Score:1

grep PCRE still greedy

mo flag

I'm searching a multi-line text file and want to match a string from a certain word until the first match of another word:

start
word1
word1
word1
word1
end
word2
word2
word2
start
word3
word3
word3
end

Here's what I use: grep -Pzo "(?s)start.*?end" file.txt

And it matches everything in the above text string from beginning to end, whereas I want to match only until the first end occurance, i.e.:

start
word1
word1
word1
word1
end

What am I doing wrong?

Somehow the non-greedy ? quantifier is not working as I expected it.

Thank you for your time and contributions!

hr flag
I think perhaps it is matching non-greedily - but twice
Adenano avatar
mo flag
Isn't that greedy? How could I limit it to only the first match?
hr flag
Greedy would indeed be matching "everything in the above text string from beginning to end" but that's not what's happening, is it?
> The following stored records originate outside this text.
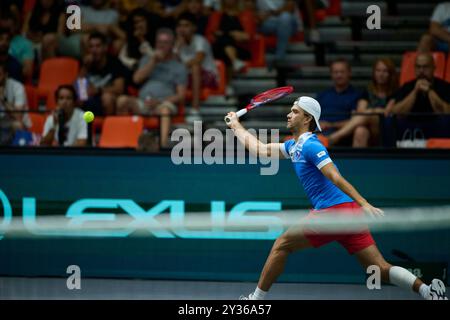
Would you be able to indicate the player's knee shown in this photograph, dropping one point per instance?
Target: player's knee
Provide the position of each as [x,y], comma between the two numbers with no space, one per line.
[361,135]
[283,244]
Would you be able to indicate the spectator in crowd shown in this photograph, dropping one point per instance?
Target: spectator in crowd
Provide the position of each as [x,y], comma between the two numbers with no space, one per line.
[196,54]
[339,101]
[74,130]
[228,37]
[20,47]
[308,8]
[148,142]
[41,27]
[425,94]
[12,99]
[100,17]
[140,35]
[373,101]
[13,66]
[280,18]
[13,7]
[422,96]
[105,75]
[211,6]
[438,36]
[169,10]
[141,8]
[163,82]
[197,9]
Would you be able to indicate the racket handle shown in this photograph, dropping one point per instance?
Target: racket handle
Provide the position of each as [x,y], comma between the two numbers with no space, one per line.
[239,114]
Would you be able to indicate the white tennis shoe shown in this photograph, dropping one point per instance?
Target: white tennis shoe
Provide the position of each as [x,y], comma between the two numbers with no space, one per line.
[437,290]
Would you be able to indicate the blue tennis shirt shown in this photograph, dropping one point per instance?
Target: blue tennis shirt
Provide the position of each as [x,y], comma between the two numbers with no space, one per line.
[308,156]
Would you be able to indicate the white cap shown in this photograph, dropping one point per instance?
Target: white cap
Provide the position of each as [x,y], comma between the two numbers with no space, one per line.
[310,105]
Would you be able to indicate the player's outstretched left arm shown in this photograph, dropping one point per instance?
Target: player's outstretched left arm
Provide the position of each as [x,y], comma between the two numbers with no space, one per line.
[330,171]
[251,143]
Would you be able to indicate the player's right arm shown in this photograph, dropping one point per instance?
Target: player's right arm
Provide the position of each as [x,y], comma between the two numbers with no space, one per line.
[251,143]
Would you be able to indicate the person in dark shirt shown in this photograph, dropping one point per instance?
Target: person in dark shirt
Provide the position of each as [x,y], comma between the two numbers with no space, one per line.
[339,101]
[106,76]
[365,127]
[419,98]
[14,67]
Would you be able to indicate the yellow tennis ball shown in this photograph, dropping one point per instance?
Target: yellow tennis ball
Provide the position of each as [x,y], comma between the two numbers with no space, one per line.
[88,116]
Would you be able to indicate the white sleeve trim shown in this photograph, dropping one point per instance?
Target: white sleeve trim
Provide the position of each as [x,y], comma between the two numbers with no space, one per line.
[283,150]
[323,163]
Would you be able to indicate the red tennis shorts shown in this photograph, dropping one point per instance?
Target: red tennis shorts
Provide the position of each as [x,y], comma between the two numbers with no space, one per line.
[352,242]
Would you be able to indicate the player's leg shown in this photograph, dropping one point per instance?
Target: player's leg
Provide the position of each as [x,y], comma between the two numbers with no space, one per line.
[292,240]
[399,276]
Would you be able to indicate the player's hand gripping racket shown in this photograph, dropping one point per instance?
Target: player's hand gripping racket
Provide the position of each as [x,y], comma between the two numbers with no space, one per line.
[262,98]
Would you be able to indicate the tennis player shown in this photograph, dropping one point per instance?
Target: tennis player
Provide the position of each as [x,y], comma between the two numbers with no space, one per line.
[328,191]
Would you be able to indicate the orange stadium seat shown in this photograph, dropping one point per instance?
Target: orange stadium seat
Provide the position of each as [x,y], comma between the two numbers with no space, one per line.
[438,143]
[409,59]
[121,131]
[37,122]
[55,72]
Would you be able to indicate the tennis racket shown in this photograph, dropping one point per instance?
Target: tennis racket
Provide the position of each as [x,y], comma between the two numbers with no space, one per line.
[262,98]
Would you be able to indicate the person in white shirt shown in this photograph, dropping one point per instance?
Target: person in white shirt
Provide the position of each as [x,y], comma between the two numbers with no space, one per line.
[12,98]
[75,130]
[438,36]
[195,52]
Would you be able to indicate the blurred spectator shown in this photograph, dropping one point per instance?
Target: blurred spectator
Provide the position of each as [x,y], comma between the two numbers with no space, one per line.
[75,131]
[169,10]
[339,101]
[308,8]
[280,18]
[20,47]
[374,99]
[129,8]
[140,35]
[105,76]
[14,7]
[12,98]
[197,9]
[148,142]
[41,27]
[196,54]
[13,66]
[163,84]
[422,96]
[100,17]
[426,93]
[228,37]
[438,36]
[211,6]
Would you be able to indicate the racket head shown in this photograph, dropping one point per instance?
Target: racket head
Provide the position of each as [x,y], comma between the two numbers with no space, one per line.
[270,95]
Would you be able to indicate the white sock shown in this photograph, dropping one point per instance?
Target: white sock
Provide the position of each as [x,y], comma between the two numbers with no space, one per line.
[259,294]
[401,277]
[424,291]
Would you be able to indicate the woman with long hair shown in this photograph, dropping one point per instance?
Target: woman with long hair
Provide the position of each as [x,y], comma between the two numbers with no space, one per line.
[365,125]
[140,36]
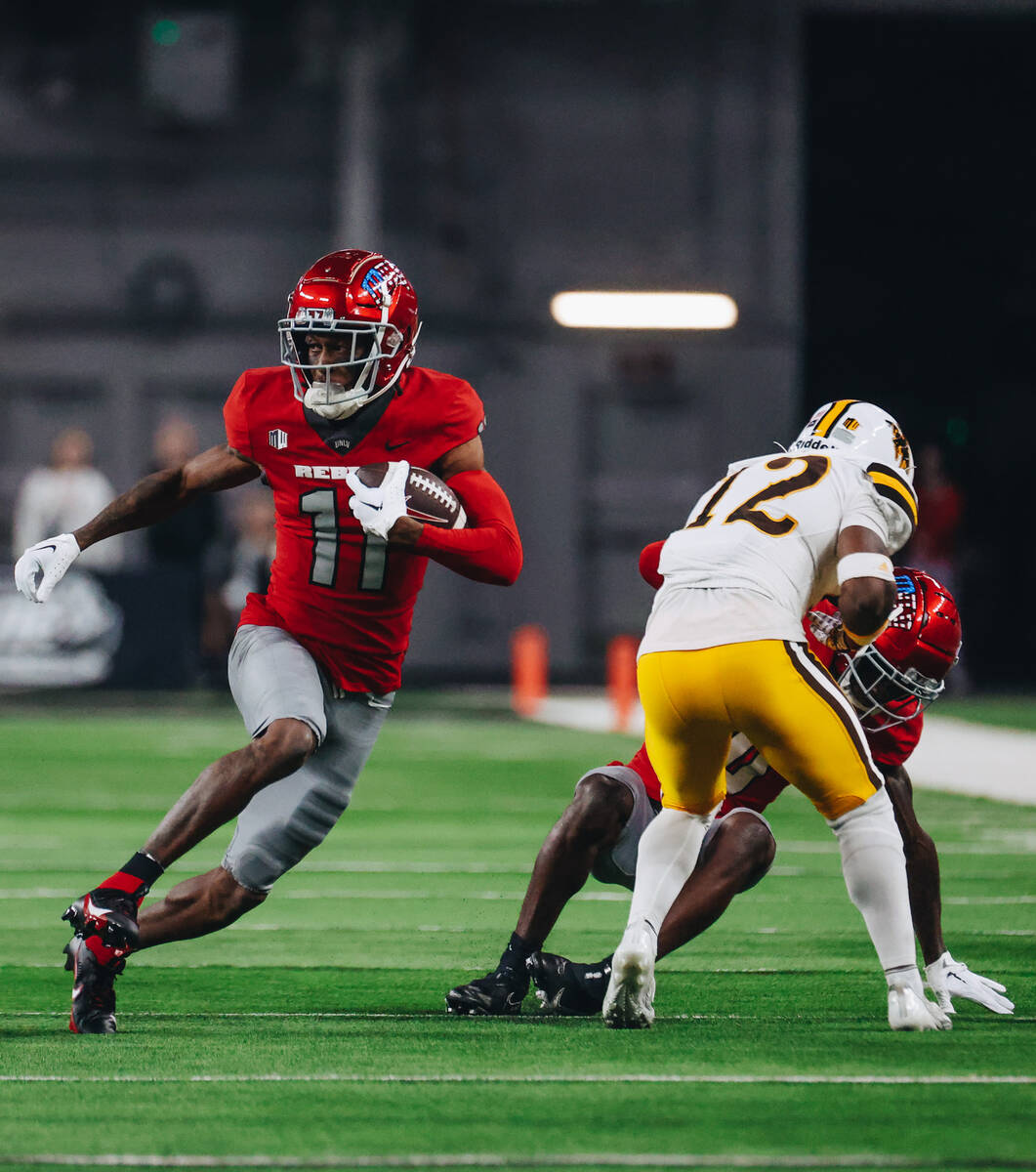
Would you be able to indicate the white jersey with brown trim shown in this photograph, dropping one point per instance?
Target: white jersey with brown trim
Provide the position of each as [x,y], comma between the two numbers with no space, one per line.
[897,502]
[760,548]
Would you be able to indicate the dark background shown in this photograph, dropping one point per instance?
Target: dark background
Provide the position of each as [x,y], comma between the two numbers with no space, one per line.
[856,174]
[920,271]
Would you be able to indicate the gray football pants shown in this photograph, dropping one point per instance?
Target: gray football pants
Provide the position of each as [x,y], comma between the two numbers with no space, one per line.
[272,677]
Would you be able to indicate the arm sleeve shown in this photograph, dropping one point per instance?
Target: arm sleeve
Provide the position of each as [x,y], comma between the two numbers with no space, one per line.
[489,550]
[235,421]
[649,564]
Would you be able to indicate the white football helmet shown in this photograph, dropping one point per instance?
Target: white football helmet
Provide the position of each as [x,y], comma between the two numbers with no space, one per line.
[861,431]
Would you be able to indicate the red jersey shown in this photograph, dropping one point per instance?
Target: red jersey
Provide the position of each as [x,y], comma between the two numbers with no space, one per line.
[346,597]
[751,782]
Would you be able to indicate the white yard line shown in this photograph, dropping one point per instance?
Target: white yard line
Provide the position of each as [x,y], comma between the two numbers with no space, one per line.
[534,1079]
[493,1160]
[954,756]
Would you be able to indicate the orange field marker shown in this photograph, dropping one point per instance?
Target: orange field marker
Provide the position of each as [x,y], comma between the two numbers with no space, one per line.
[620,675]
[530,668]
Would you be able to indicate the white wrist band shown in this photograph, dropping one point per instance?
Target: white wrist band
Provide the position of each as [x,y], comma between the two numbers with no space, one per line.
[865,565]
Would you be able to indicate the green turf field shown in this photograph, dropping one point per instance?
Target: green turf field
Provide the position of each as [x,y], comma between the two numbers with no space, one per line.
[311,1034]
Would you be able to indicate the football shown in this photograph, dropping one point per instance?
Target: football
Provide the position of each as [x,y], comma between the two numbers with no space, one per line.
[429,499]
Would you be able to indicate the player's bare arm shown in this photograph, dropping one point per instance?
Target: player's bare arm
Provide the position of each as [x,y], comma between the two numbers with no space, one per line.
[162,493]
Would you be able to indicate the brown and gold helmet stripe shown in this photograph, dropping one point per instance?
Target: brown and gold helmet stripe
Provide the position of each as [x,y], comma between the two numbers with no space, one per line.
[838,409]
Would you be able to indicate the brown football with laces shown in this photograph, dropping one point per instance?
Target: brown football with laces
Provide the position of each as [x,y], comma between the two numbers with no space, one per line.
[429,498]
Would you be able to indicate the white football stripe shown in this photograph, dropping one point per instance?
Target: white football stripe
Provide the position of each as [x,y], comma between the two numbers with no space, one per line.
[533,1079]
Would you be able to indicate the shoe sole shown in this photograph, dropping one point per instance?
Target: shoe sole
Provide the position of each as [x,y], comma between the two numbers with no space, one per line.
[631,991]
[71,966]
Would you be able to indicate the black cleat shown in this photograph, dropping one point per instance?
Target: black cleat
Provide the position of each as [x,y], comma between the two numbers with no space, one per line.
[108,913]
[498,994]
[93,991]
[567,988]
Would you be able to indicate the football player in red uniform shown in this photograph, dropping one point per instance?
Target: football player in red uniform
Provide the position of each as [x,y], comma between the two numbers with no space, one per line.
[890,683]
[316,659]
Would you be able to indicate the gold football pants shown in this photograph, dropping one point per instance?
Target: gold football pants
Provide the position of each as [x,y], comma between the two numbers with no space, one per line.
[773,691]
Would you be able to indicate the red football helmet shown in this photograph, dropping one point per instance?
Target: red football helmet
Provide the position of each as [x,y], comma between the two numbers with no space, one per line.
[905,668]
[366,300]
When I test your expression, lines containing `word2` are missing - if you try `grep -Pzo -b '(?s)start.*?end' file.txt` you will see that it matches once at byte offset 0 and again at byte offset 52
Adenano avatar
mo flag
So is it some loop that's forming?
Score:1
hr flag

A greedy match would include everything from the first start to the last end, thus:

$ grep -Pzo '(?s)start.*end' file.txt
start                                                                                                                                                                                        
word1                                                                                                                                                                                        
word1                                                                                                                                                                                        
word1                                                                                                                                                                                        
word1                                                                                                                                                                                        
end                                                                                                                                                                                          
word2                                                                                                                                                                                        
word2                                                                                                                                                                                        
word2                                                                                                                                                                                        
start                                                                                                                                                                                        
word3                                                                                                                                                                                        
word3                                                                                                                                                                                        
word3                                                                                                                                                                                        
end

What you are actually seeing is two separate non-greedy matches, output on separate "lines" per the -o option - except that with -Z, "lines" are actually denoted by the null character instead of the newline character:

$ grep -Pzo '(?s)start.*?end' file.txt
start                                                                                                                                                                                        
word1                                                                                                                                                                                        
word1                                                                                                                                                                                        
word1                                                                                                                                                                                        
word1                                                                                                                                                                                        
endstart                                                                                                                                                                                     
word3                                                                                                                                                                                        
word3                                                                                                                                                                                        
word3                                                                                                                                                                                        
end

Since we can't see the null byte here, it's clearer if you add -b to indicate the byte offsets of the two matches within the "line":

$ grep -Pzo -b '(?s)start.*?end' file.txt
0:start                                                                                                                                                                                      
word1                                                                                                                                                                                        
word1                                                                                                                                                                                        
word1                                                                                                                                                                                        
word1                                                                                                                                                                                        
end52:start                                                                                                                                                                                  
word3                                                                                                                                                                                        
word3                                                                                                                                                                                        
word3                                                                                                                                                                                        
end

Since the -o outputs are null-separated, you could pipe the result through head -z to get just the first match:

$ grep -Pzo '(?s)start.*?end' file.txt | head -z -n 1
start
word1
word1
word1
word1
end

Alternatively you could use perl itself

perl -0777 -nE 'say for /(start.*?end)/s' file.txt

which only prints one match in spite of the for loop since the g flag is omitted.